Have you ever noticed how certain scents take you back to that certain place and time? One of those smells for me is the smell of eucalyptus trees. When I was first teaching school, a long time ago in Southern California, I was getting my master’s degree at the same time. Glenn taught at APU at the time so I was able to pay the reduced tuition of a spouse. That meant I had to go pretty slowly if I didn’t want to pay more; since I wasn’t quick, I tried at least to be diligent. The translation there is that I took courses every term, including the summer.
I actually loved summer term. Suddenly those huge reading assignments weren’t so daunting and the memorization for tests was just a matter of scheduling. And on the campus where they held the education courses, there were HUGE eucalyptus trees. The summer sun in Southern California would beat down on them and they would become more and more fragrant as they warmed up. By the time I’d arrive for class there was no escaping that scent. And so for me, the smell of eucalyptus takes me right back to studying John Dewey’s theories of education and memorizing dates for my History of Education course.
Today I started a new course of study: Graphic Design. It’s a completely new experience. It’s a community college or JC if you will. And I’m a good 20 years older than most of my fellow students. (yikes!) But it looks to be a really good program and I am eager for the discoveries that lie ahead.

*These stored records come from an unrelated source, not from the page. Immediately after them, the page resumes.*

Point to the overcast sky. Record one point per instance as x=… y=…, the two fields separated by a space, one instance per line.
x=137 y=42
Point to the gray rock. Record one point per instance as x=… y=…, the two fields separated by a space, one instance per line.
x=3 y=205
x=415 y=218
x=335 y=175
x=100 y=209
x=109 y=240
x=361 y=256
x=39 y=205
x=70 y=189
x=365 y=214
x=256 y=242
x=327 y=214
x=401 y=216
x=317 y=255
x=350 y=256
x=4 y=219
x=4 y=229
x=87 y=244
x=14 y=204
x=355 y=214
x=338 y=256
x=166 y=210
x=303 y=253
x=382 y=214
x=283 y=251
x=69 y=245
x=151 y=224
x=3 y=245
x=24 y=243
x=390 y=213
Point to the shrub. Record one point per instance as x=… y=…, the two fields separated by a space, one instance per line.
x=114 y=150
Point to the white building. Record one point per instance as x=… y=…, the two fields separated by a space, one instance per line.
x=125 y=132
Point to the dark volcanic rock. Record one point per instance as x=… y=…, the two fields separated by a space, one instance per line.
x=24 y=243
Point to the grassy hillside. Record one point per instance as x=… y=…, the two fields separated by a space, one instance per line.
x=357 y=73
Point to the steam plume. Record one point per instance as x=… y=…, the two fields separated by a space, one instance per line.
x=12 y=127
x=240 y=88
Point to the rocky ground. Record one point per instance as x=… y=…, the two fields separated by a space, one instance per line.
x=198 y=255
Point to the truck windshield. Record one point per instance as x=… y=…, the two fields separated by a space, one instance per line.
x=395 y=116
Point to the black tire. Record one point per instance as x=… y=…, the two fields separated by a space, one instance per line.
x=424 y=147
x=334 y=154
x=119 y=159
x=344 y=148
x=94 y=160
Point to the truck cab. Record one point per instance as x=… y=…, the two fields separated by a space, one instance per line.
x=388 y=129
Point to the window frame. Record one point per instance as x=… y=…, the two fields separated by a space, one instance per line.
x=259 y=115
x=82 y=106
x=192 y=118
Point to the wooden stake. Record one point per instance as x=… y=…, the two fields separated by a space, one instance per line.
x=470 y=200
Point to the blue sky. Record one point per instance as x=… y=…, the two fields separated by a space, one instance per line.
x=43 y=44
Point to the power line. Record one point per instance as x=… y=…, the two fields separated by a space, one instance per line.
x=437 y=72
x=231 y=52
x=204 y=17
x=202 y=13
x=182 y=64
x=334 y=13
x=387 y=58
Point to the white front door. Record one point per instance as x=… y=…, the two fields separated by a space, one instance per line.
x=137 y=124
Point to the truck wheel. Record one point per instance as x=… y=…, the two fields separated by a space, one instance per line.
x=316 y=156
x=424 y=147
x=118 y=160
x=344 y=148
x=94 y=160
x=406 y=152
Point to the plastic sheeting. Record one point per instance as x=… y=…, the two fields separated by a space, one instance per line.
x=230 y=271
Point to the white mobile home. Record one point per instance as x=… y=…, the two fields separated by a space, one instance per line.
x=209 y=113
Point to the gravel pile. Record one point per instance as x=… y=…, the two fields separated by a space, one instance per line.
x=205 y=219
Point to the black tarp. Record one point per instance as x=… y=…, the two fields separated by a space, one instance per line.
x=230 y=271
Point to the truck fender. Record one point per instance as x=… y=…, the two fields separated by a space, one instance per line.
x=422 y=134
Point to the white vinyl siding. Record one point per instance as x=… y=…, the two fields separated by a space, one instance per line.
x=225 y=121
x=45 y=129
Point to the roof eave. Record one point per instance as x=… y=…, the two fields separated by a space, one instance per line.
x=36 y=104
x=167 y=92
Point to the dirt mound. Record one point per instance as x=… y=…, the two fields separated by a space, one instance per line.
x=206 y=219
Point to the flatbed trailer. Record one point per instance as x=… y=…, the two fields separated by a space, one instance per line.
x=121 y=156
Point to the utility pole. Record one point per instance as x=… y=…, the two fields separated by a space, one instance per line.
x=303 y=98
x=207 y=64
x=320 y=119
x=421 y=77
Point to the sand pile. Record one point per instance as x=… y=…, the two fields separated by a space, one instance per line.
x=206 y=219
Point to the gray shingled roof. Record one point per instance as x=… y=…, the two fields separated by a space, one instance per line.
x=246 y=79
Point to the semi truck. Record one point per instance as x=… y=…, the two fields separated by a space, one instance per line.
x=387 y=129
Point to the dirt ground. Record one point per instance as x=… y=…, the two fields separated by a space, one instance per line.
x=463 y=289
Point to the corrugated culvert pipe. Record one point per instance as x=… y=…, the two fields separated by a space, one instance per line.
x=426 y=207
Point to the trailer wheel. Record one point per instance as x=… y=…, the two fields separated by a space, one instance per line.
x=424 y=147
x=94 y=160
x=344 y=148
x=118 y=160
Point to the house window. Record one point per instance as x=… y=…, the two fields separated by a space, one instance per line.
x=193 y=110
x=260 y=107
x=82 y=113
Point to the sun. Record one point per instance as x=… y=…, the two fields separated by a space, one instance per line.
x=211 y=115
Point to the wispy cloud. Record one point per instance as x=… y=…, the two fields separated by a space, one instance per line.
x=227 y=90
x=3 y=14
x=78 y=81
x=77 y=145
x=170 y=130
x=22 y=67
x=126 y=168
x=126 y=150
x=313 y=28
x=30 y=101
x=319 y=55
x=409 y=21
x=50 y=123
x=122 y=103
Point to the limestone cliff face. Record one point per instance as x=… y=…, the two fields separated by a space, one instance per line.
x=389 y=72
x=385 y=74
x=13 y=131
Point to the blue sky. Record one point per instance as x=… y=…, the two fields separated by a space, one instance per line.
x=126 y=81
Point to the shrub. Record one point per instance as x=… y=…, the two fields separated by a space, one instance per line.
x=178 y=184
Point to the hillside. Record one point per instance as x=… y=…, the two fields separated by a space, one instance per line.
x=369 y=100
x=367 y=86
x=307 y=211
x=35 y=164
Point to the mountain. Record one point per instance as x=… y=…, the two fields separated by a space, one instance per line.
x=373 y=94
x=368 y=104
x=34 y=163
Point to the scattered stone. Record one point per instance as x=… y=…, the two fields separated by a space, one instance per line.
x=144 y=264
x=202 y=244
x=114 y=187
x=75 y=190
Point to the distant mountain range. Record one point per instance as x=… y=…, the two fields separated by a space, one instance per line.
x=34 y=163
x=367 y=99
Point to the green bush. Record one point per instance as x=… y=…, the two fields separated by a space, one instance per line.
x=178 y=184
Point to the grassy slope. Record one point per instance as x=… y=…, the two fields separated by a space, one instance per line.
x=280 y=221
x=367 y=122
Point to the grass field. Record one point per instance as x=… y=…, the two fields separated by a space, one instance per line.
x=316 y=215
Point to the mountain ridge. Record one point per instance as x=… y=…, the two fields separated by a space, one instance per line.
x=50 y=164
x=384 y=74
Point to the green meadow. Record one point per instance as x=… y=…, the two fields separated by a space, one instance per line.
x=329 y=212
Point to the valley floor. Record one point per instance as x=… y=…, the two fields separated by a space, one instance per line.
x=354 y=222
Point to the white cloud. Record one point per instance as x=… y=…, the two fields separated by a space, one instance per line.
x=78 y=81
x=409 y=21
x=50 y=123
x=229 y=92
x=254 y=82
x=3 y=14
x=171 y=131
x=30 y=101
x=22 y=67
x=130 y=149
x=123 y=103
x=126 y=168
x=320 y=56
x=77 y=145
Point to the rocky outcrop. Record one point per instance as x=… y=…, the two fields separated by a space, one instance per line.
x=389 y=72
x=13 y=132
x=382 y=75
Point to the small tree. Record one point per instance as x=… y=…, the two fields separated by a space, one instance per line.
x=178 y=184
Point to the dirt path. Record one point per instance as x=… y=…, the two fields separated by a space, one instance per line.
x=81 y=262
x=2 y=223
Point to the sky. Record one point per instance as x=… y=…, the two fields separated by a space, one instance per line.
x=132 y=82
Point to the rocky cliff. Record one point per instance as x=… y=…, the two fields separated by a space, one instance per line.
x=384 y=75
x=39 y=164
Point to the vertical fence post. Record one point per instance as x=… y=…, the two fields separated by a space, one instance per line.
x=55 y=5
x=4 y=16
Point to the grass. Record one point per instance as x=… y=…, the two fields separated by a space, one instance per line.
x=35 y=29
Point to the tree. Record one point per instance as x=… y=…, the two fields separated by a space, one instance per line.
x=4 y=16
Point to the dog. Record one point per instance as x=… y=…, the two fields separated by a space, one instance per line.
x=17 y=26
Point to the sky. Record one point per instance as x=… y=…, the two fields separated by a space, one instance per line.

Of course it was not without it’s hiccups. It took me fifteen minutes to find a parking place. And I’m pretty sure I’m older than at least one of my instructors. I couldn’t get the online distance learning piece to work because they’ve entered my birthday in February, not December, so the password didn’t work. And somehow I’m registered under my maiden name since I attended there 150 years ago for a GE course in Psychology that I took one summer way back when.
But all of that is worked out now, well, except my name, and I wanted to tell you this: It’s the rainy season here. (Let the “it’s raining in Portland” jokes ensue.) As I walked out to my car after class today I passed a stand of cedar trees. It had rained heavily during the morning but it was dry when I passed. And I could smell that fresh, kind of biting scent of the cedars. I wonder if ten years from now, when I catch a whiff of cedar if my mind will automatically turn to line and form, contrast and harmony, texture and balance and I’m grateful for this new adventure.